Equal treatment
This is an archived article that was published on sltrib.com in 2009, and information in the article may be outdated. It is provided only for personal research purposes and may not be reprinted.

After a Utah man disrupted a federal oil and gas lease sale and was slapped with a two-count felony indictment, Interior Secretary Ken Salazar warned that he wouldn't brook any such conduct in future.

We agreed with him that lawbreaking as an act of conscience or civil disobedience is still lawbreaking, and should be treated as such by federal land managers. And without regard to who is pushing what land-use agenda, be they monkey-wrenching conservationists, anti-government hotheads and/or all-terrain-vehicle scofflaws.

Comes now the acid test.

We're about to learn if Salazar's tough stance on University of Utah student Tim DeChristopher's bogus bidding on federal leases was so much posturing, or if he meant what he said about grabbing by the scruff anyone who flouts federal land-management laws.

A passel of Jeep and ATV owners are putting Salazar to the test by revving up for a Saturday show of contempt for laws protecting an off-limits riverbed in the Grand Staircase-Escalante National Monument. And to give a thumb in the eye to conservation organizations that have taken the feds to court over issues of land use and abuse.

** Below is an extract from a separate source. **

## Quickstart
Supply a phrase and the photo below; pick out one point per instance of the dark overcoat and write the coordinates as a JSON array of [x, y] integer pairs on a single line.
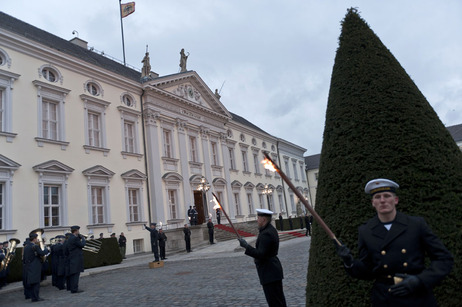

Representatives of some 500 to 1,000 off-road enthusiasts vow they'll motor through the Paria-Hackberry wilderness study area as they splash up the Paria River near the Utah-Arizona border. The river is judged by the Bureau of Land Management to have wild and scenic qualities.

Salazar is in this fix largely due to the BLM's wink-and-nod attitude toward the many violators of the Paria River restrictions, which were in place well before George W. Bush took office. Nor did Salazar have anything to do with a U.S. attorney's failure some years ago to prosecute Kane County Commissioner Mark Habbeshaw for removing BLM signs closing motorized access to contested roads and trails in the monument. Habbeshaw is firing up the locals for Saturday's caravan.

Nine years of lax enforcement, combined with the Utah BLM's rigged and rushed-through management plans for the state's six regions, have emboldened rural Utahns who have long resented federal land ownership.

Salazar can be faulted for not having bounced Selma Sierra from her post as Utah BLM director. Sierra, a drill-baby-drill acolyte of the previous administration, has run roughshod over the landscapes she is sworn to protect.

Salazar should send her packing, just as soon as he figures out what to do about the uprising down on the border.